The secret social life of a website

Think of a website today, and you’re as likely to visualise it as a coffee bar or commune as you are to think of it as a newspaper or brochure. Relationships between users give many sites their stickiness, and the success of many of today’s leading websites depends on how people socialise there. For the designers, it means there’s another dimension to consider: they can’t just think about the look and feel and usability. They need to look at the social psychology of the site’s users too and find ways to facilitate useful interactions.

For a start, designers need to understand why members join their community. People have an innate need to join groups resulting from the evolutionary survival advantage groups afforded and they also join groups to accomplish a task that would not be possible individually (such as political action groups or Wikipedia). People also join for social identity or status, or simply to get the chance to interact with the others there. By working out why people join, designers can find out how to engage users in the community and how to ensure their site satisfies the users’ needs.

Designers also need to consider how users influence each other. Social facilitation happens when the physical presence of others encourages people to work harder, or do something better. If that applies on the site, high profile reputation systems that recognise user contributions could encourage the participation of others. Alternatively, there might be social loafing where people work less hard when in a group than individually. The effect of other site members will have implications for how user generated content is incorporated into a site, how users are recognised and rewarded for contributions (either individually or in groups) and how users are rewarded or punished for their behaviour or contributions.

In analysing a community, designers should look at the roles, norms and cohesiveness:

  • Roles can be informal or formal (e.g. moderator) and have relevance for how identifiable people should be and whether reputation information should be available on members.
  • Norms are formal or informal rules of conduct for users. They raise questions about whether behaviour should be monitored, what group boundaries should exist and what retribution there should be for those who break the rules.
  • Cohesiveness is how closely group members are bound together, and therefore how loyal a person will be to the group. Factors affecting cohesiveness are commitment to group tasks, attraction between members, volume and frequency of group interactions, and group identity.

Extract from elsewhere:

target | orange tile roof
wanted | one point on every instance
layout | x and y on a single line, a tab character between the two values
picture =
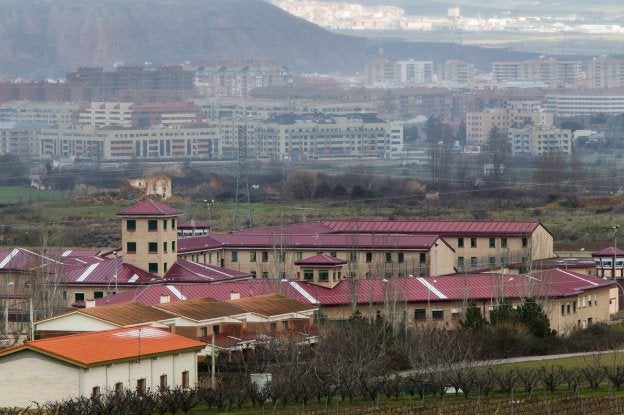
103	347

By analysing the social psychology of an online community, designers can define online communities and find ways to support the interactions between members without neglecting the website’s own goals for participants. We still hear occasional mentions of ‘hits’, a meaningless measurement that counted every script and picture, so things won’t change soon. But in the next five years or so, the industry will need to establish metrics that reflect the value their audience brings to advertisers and will need to educate advertisers on what they mean. The challenge will be to create standards that enable metrics to be measured between different sites.